Dialogue on how this should be done, how to proceed from analysis to preventive action, how to extend and develop our international security framework, is now a clear priority.
We must use the next few years to build consensus and agreements on necessary measures, otherwise the consequences of climate change could become more tragic than we ever imagined, even causing upheavals in the global institutional framework that was created after the Second World War.
We were able to contain the Cold War by a series of treaties which at first seemed unattainable. We witnessed the building of a new democratic and free Europe within a single decade, transforming global politics from deadly confrontation to a more interconnected world.
We were able to land a man on the moon and gain extensive knowledge of its landscape but have now to face the startling fact that we know less about the Earth's oceans than the lunar desert.

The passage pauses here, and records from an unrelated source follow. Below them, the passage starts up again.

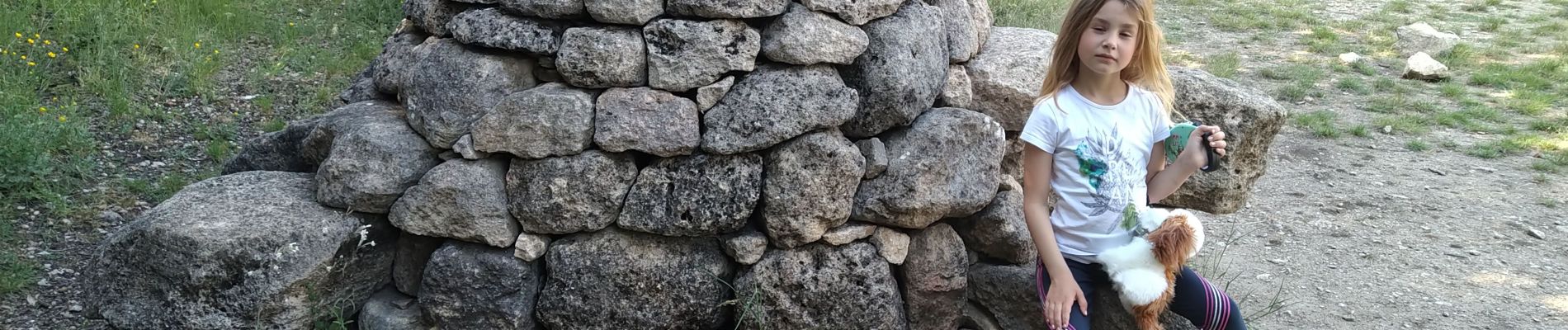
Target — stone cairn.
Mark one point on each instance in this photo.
(643, 165)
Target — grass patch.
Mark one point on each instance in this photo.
(1416, 146)
(1514, 144)
(1223, 64)
(1319, 122)
(1399, 104)
(1550, 125)
(1529, 102)
(1353, 87)
(1404, 124)
(1043, 15)
(1462, 55)
(1360, 130)
(1404, 7)
(1256, 15)
(1452, 91)
(1324, 40)
(97, 68)
(1493, 24)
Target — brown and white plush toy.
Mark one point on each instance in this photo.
(1145, 270)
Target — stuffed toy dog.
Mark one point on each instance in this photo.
(1145, 271)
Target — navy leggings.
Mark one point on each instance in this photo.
(1195, 299)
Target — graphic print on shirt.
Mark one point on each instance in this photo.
(1111, 172)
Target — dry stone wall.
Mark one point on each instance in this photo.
(637, 165)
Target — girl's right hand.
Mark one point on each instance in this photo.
(1059, 302)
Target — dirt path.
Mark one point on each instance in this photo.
(1374, 238)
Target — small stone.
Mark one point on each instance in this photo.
(1348, 59)
(465, 148)
(1419, 36)
(548, 8)
(747, 248)
(110, 218)
(876, 153)
(803, 38)
(607, 57)
(891, 244)
(1423, 66)
(625, 12)
(531, 246)
(848, 233)
(689, 54)
(709, 96)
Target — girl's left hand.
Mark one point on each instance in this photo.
(1193, 152)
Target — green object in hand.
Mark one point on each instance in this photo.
(1178, 139)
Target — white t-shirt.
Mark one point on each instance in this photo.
(1101, 158)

The Law of the Sea was created a few decades ago after a prolonged period of negotiation. It was a monumental achievement, regulating what before had been open to conflicts and confrontation. Its wisdom is now being acknowledged even by those who earlier were reluctant to sign on. It can be both a model and an inspiration for the task ahead.
For my country, the Law of the Sea was a triumphant proof that military confrontation and conflicts over economic zones could be replaced by a legal and systematic approach to solving problems between nations. It guaranteed the security of our waters while enabling the nation to harness its ocean resources. It was an innovative and brilliant framework created by a constructive cooperation between scientists and experts, legal minds and policymakers, political leaders and international authorities.
We now need a similar call to action, a visionary collaboration between brilliant minds accompanied by an invitation to all concerned citizens to become involved, to be heard and counted.
As we face potentially the greatest security challenge of the 21st century we must not allow ourselves to fail in this endeavour. If we do so our children and grandchildren will have every right to blame us.